The euro fell for the second straight day as investors grappled with growing disenchantment over closer European unity.

Voters in France resoundingly rejected the proposed constitution on Sunday. The Netherlands votes today and is widely expected to reject it, too. Other nations are now unsure whether to put the constitution to voters.

The euro, a symbol of European unity, has suffered since the French vote. The euro fell yesterday to $1.2306 as of 4 p.m. That is down from $1.2574 late Friday in New York and nearly 10 percent off its high, reached at the end of last year.

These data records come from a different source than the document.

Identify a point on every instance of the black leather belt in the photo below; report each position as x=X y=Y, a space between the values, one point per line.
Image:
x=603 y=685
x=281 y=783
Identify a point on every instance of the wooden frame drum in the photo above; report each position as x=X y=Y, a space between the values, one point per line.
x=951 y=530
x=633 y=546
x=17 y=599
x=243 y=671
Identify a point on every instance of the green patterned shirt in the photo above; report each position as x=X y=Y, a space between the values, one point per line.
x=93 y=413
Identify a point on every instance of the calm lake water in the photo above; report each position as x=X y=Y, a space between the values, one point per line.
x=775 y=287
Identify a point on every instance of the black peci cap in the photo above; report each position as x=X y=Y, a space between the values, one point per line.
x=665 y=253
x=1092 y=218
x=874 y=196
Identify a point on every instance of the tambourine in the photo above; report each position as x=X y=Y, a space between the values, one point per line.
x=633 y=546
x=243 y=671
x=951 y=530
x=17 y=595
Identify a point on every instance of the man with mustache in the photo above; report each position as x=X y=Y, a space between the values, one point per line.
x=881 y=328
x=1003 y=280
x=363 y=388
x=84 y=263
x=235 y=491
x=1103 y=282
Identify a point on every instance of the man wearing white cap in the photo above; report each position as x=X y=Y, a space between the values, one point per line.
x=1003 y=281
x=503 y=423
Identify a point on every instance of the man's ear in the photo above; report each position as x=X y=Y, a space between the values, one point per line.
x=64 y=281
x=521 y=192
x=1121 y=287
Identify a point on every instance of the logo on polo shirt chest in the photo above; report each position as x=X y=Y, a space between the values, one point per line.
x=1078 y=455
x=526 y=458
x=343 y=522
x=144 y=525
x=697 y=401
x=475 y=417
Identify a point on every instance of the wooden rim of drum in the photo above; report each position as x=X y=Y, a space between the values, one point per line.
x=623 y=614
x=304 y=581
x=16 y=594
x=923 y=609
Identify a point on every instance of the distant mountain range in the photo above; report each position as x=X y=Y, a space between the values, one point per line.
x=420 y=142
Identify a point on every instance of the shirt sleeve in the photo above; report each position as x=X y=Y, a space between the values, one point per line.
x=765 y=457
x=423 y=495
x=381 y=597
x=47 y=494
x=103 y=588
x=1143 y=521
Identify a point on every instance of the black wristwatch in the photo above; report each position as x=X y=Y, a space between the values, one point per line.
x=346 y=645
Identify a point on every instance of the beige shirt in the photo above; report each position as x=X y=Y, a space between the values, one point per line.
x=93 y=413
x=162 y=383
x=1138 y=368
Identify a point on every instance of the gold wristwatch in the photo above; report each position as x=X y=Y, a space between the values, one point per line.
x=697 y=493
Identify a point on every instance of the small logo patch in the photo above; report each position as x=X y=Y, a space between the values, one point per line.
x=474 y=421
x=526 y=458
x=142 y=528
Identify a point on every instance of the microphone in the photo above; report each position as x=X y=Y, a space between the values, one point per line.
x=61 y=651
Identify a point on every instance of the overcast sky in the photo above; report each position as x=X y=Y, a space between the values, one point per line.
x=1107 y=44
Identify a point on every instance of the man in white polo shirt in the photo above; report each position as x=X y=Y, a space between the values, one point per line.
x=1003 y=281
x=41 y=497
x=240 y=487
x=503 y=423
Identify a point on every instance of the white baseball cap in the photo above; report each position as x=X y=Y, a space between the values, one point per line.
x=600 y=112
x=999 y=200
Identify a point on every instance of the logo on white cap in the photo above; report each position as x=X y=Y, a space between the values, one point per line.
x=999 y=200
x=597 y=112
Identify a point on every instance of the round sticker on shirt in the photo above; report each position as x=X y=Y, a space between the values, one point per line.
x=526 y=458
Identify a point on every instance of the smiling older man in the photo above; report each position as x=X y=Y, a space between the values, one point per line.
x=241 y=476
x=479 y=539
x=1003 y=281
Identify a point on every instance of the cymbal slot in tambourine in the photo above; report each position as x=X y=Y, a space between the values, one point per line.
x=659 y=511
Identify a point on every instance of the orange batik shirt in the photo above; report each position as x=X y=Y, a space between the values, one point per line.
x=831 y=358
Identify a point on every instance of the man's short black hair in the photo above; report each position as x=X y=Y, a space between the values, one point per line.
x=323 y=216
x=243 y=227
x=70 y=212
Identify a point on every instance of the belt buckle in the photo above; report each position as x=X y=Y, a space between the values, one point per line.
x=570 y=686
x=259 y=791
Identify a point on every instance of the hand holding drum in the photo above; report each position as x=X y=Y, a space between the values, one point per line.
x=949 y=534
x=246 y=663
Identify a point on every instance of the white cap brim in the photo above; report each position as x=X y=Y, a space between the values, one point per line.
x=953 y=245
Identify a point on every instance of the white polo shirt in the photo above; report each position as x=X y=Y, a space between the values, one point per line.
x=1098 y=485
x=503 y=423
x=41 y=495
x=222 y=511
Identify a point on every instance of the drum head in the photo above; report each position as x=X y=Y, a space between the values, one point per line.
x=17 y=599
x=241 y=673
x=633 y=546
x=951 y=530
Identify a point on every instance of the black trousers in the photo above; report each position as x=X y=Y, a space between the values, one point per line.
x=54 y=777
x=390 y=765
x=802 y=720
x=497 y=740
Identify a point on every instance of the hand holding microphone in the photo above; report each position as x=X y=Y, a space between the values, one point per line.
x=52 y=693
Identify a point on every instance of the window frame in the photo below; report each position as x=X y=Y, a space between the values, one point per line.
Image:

The dollar's strength has come in part from concerns about the European constitution. But the dollar has also benefited from improved growth in the United States while European economies have stumbled. Moreover, short-term interest rates, an important consideration for currency investors, have risen in the United States to 3 percent while the European Central Bank has kept rates steady at 2 percent. That means holders of short-term debt are paid slightly more to hold dollars than euros.

The euro's ups and downs have been hard to predict in its short life, sinking like a stone for its first two years before stabilizing and eventually soaring.

While some analysts expect the euro's slide since the start of the year to be short-lived, others think that Europe's political problems will reignite investors' interest in the dollar. The dollar fell out of favor with large U.S. trade and budget deficits and concerns about corporate malfeasance. Few of those concerns have lessened, but the rejection of the European constitution demonstrates the many challenges facing the euro and euro zone economies.

Sunday's "no" vote by 55 percent of French voters is a reminder of how disparate the European Union is politically despite its common currency, and of the risk taken by those investing in what has become the world's second-most-widely held currency since its birth more than six years ago.

Investors are busy reassessing whether Europe can manage a single currency for 12 countries without a single government to back it up.

"I'm absolutely sure the euro zone will overcome its present difficulties, as it has in the past," Jean-Claude Trichet, president of the European Central Bank, said in Frankfurt yesterday.

Currency traders aren't so certain. They worry that the French and Dutch votes will slow economic reform in the euro area, says Brown Brothers Harriman & Co. currency strategist Meg Browne. That would make Europe a less attractive place to invest, reducing the demand for euros.

"The euro's weakness reflects a growing perception that the E.U. regime of economic governance is plunged into uncertainty, with the credibility of central institutions undermined," said Julian Callow, chief European economist at Barclays Capital in London.